Граф Головин, врач и философ, человек, считающий себя незаурядной личностью, растерялся. "Господи, — тоскливо думал он, — ну почему мы всегда просто принимали на веру высокие слова о необходимости служения людям и повторяли их восторженно, не задавая дурацких вопросов, а этот малограмотный деревенский парень спокойно поднимает руку на святая святых и ничтоже сумняшеся расшатывает храм высшей истины…" Тут, совсем некстати, скорее, от желания прервать затянувшуюся паузу, он спросил:
— Скажи, а что у тебя с Беатой? Любовь или так, голову ей морочишь?
— Вот, опять! Опять ты со мной говоришь, как священник. Разве каждая девушка в жизни — непременно любовь? У тебя ни одной не было или ты всех любил? В другой раз позови проповедь читать, сегодня недосуг мне.
— Да погоди ты!.. Ладно, прости, больше не стану тебя моралью изводить.
— И хорошо. Чего нам с тобой ссориться?
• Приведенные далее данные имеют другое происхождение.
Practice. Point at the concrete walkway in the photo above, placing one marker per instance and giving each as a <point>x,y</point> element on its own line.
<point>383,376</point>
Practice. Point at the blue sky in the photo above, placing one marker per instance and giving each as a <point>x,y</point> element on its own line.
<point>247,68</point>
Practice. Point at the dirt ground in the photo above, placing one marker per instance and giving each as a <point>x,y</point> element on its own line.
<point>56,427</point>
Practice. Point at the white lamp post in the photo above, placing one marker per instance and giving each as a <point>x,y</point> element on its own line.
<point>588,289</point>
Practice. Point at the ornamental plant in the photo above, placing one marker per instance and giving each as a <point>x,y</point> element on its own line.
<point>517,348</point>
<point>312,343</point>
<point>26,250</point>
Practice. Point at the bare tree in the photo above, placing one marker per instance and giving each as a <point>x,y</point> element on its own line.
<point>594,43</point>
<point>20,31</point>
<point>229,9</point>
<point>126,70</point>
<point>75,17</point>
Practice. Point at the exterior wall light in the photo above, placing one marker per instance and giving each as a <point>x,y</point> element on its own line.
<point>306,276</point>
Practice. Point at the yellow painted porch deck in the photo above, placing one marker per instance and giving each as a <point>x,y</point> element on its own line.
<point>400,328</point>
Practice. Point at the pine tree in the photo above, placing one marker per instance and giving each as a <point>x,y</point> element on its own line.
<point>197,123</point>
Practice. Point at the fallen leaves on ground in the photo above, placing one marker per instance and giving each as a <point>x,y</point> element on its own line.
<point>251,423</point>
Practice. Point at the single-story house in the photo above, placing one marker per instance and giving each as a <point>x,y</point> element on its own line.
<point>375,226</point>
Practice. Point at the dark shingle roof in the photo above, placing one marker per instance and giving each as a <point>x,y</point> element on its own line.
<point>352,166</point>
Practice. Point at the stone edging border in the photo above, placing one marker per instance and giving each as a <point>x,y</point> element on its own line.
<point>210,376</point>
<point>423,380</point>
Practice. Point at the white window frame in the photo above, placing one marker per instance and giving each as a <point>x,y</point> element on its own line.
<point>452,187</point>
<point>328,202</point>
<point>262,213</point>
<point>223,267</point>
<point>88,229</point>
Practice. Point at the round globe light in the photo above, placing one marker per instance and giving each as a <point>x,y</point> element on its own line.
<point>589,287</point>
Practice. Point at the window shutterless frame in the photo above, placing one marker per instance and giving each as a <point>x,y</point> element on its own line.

Думаю, человек ты неплохой…
— Спасибо! — поклонился Иван.
— Смейся-не смейся, а я считаю, что в долгу у тебя. Выхаживал меня, чужого человека, как нянька. Носил на себе, хоть и граф.
— Издеваешься?
— Ладно, я тоже не стану тебя изводить. Только объясни мне кое-что; Юлия о Беате говорила так, как парень говорит о девушке.
— Понятно. В вашем хуторе о лесбийской любви, конечно, не слышали.
— О какой?
— Да, все равно не запомнишь, и в жизни вряд ли когда ещё встретишь. Тут тебе не древняя Греция. Зато в замке сможешь такое увидеть, что и в страшном сне не приснится.
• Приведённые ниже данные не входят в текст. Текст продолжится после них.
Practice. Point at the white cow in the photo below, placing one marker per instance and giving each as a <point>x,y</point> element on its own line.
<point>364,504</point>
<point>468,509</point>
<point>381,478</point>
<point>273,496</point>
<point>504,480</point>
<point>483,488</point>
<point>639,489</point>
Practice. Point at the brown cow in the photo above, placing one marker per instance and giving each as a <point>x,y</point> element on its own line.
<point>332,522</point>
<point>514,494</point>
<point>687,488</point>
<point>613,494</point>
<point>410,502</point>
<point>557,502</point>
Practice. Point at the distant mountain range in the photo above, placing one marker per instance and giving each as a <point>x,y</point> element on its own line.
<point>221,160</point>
— Ну, насчет грязного разврата нам батюшка часто говорил… Иван, а ты не объяснишь мне, как они это… любятся друг с другом?
— Так, теперь ещё и нездоровое любопытство.
— Что ты меня все виноватишь? Начал рассказывать, поманил и бросил. Ничего, докумекаю. Хочу с паненкой позабавиться? Да потому, что сейчас мой верх может быть. Она на меня, как на живую игрушку смотрит, сам же говорил. А мне, выходит, нельзя?
— Нельзя. Ты человек, а не волк!
— С волками жить — по-волчьи выть.
— Ты прямо философ!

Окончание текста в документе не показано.